The conference drew an estimated 3,600 developers, Jobs said, which is approximately double the 1998 attendance. This is roughly the third year in a row that Jobs and company have announced the impending release of OS X. Some attendees voiced frustration at the delays, but most were thrilled by the keynote demos.
Some of the biggest ooh's and ah's from the crowd accompanied Jobs' demo of Aqua's "dock," a kind of sophisticated toolbar that runs along the bottom of the desktop screen, much like the Windows Taskbar. The OS X dock holds one-click shortcut icons that launch frequently used applications or open often-accessed files.
OS X's file manager, called "Finder," has been redesigned to display previews of virtually any document type, including 2-D graphics files, QuickTime movies, MP3 music files, and 3D QuickTime VR panoramas.
Jobs also demonstrated OS X's advanced graphics capabilities, including a particularly woweezowee feature: the ability to paste a two-dimensional picture onto a 3D object running in a different program, and manipulate that image in real time. The new OS will come with Microsoft's Internet Explorer 5 browser, Sun Microsystems' Java 2 technology, and Adobe's InDesign page layout software.
Get Busy and Create
Although the final version of the new OS won't be available until January, conference attendees were given Developer Preview 4 CD-ROMs that include the final API specs required by developers to complete upgrades to applications written to the latest Mac OS, an Apple spokesperson said.
"Ninety-nine percent of you will find 100 percent of what you need," Jobs said.
Apple needs developers to create apps for the new OS, and it is beginning to get them.
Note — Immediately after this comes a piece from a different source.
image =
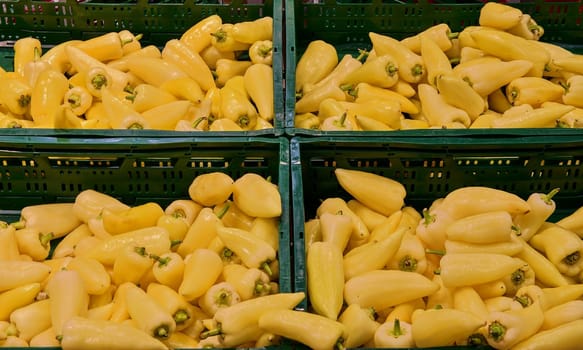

The announcement during the keynote of a pending Mac port of Alias Wavefront's Maya 3-D animation program nearly brought down the house. Alias executives took the stage and described a grassroots campaign among Maya users to get the company to create a Mac version. According to Apple, more than 200 developers have committed to delivering products for Mac OS X.
Clearly, Apple needs products for its computers. Jobs urged the assembled developers to get busy creating applications for the new Mac OS, implying that Apple would be "throwing co-marketing dollars" behind the earliest releases.